Dès lors, le choix de
l'ACI de répartir les intérêts de façon proportionnelle sur l'ensemble des
immeubles ne paraît guère critiquable, en tout cas pour les périodes 1993-1994
et suivante. La question aurait, certes, pu se poser de savoir si, pour la
période 1991-1992, cette approche était correcte puisque durant les années de
calcul, le Crédit suisse traitait encore chaque crédit de façon individuelle. On
relève toutefois que le recourant n'a tenu aucune comptabilité durant cette
période et n'établissait pas de comptes immeuble par immeuble fiables et
probants; ainsi, l'autorité intimée ne pouvait guère adopter une autre approche
pour apprécier la situation immobilière du recourant. Les décisions attaquées
échappent donc à tous griefs sur ce point.
c) Les recours dirigés
contre ces trois périodes portent en outre sur la reprise par l'autorité
intimée des intérêts intercalaires non activés. L'ACI a fait application dans
le cas d'espèce de la pratique, confirmée notamment par le Tribunal fédéral (in
RDAF 1997 II 607, cons. 3a, déjà cité) et par la doctrine (v. Walter
Ryser/Bernard Rolli, Précis de droit fiscal suisse, Berne 1994, p. 103 et 120;
Reimann/Zuppinger/Schärrer, Kommentar zum Zürchersteuergesetz, Zürich 1966, ad
§ 166, rem. 7) selon laquelle, pour les promoteurs immobiliers, les intérêts
sur crédit de construction doivent être portés à l'actif du bilan.
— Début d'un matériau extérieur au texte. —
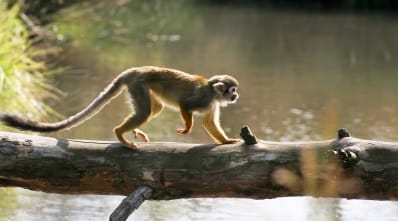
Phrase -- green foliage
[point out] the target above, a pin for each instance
(23, 86)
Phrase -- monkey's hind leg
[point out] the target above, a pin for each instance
(142, 101)
(156, 108)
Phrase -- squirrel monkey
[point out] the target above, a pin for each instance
(150, 87)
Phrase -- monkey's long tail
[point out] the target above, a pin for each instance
(110, 92)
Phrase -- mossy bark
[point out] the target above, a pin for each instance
(345, 167)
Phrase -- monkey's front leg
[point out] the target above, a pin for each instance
(211, 124)
(139, 133)
(188, 121)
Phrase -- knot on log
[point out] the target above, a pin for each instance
(346, 157)
(248, 136)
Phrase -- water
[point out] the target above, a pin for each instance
(303, 75)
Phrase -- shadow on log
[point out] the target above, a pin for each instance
(344, 167)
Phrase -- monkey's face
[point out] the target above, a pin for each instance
(226, 89)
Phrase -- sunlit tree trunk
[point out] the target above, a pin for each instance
(344, 167)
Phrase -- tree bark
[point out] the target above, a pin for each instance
(344, 167)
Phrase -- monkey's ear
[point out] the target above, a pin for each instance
(219, 87)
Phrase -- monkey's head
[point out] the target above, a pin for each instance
(226, 88)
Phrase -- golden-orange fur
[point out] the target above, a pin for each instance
(150, 87)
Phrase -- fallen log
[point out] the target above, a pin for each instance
(344, 167)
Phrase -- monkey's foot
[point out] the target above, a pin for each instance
(130, 145)
(231, 140)
(139, 133)
(183, 131)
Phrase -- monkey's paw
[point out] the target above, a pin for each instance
(139, 133)
(183, 131)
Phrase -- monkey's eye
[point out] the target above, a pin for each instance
(232, 89)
L'activation
des intérêts intercalaires sera en conséquence confirmée; au demeurant, on ne
discerne guère dans l'argumentation du recourant ce qui permettrait au tribunal
de s'affranchir de cette jurisprudence, puisqu'il se borne à invoquer
l'évolution conjoncturelle. Cette question peut au demeurant être examinée
simultanément avec celle, subsidiaire, de la comptabilisation d'une provision
pour les intérêts excédant la valeur vénale des biens immobiliers, ce qui peut
entraîner une surévaluation de ces derniers. Cela étant, il convient, sur ce
point, d'opérer une distinction selon les périodes à examiner.
i. Période 1991-1992
aa) Le recourant
requiert au demeurant de pouvoir comptabiliser une provision pour tous les
intérêts passifs liés à son parc immobilier, ce à compter de l'année de calcul
1989. Cette écriture, qui sert notamment à présenter les risques de pertes qui
menacent un élément du patrimoine de l'entreprise à la date du bilan (Rivier,
op. cit., p. 350), n'est toutefois admise que dans le cadre d'une comptabilité
commerciale régulièrement tenue par le contribuable. Or, dans le cas d'espèce,
la revendication du recourant se heurte en premier lieu à la constatation selon
laquelle il n'a, bien que l'art. 957 CO l'y obligeait puisqu'il avait repris
son activité de promoteur immobilier, tenu aucune comptabilité durant cette
période. Les annotations manuscrites du recourant permettant, selon lui, la
localisation des différents comptes passifs ne tiennent pas lieu, à cet égard,
de comptabilité. Dans ces conditions, le recourant n'est pas admis à revendiquer
la comptabilisation de provisions pour intérêts passifs à activer durant les
années de calcul 1989 et 1990.
Par surcroît, une
autre raison doit lui être opposée; le recourant invoque la circonstance
particulière qu'a constitué la crise dans le secteur immobilier, ce qui a
conduit à une surévaluation générale de ses biens, avant même l'activation des
intérêts. Or, il est patent que cette crise n'a véritablement déployé ses
effets qu'à partir de 1991; le recourant indique du reste lui-même avoir acquis
encore en 1989 des biens immobiliers à un prix élevé. Le recourant s'est
finalement contenté sur ce point d'invoquer de vagues généralités, sans étayer
plus avant son argumentation en démontrant de façon concrète avoir été, dès
1989, confronté à des problèmes de surcoût dans son parc immobilier. Il
n'échappe pas au tribunal qu'en octobre 1989, l'adoption par les chambres
fédérales des arrêtés temporaires urgents destinés à lutter contre la
spéculation immobilière ont aggravé la situation de nombreux promoteurs;
cependant, les effets de cette législation, dont on sait qu'elle a finalement
été retirée, se sont essentiellement fait sentir dès 1991.
ii. Périodes 1993-1994
et 1995-1996
bb) Le recourant a
formulé, s'agissant de ces deux périodes, une revendication analogue. Dans sa
réponse au recours, l'ACI a admis, à bien plaire précise-t-elle, la
comptabilisation de provisions pour les intérêts intercalaires payés pendant
les périodes de calcul 1991-1992 et 1993-1994 (périodes de taxation 1993-1994
et 1995-1996), ce pour cinq immeubles sur lesquels les promotions envisagées
n'ont jamais pu être réalisées, à savoir, outre 1.********", à La
Tour-de-Peilz, les immeubles "2.********" et "3.********8"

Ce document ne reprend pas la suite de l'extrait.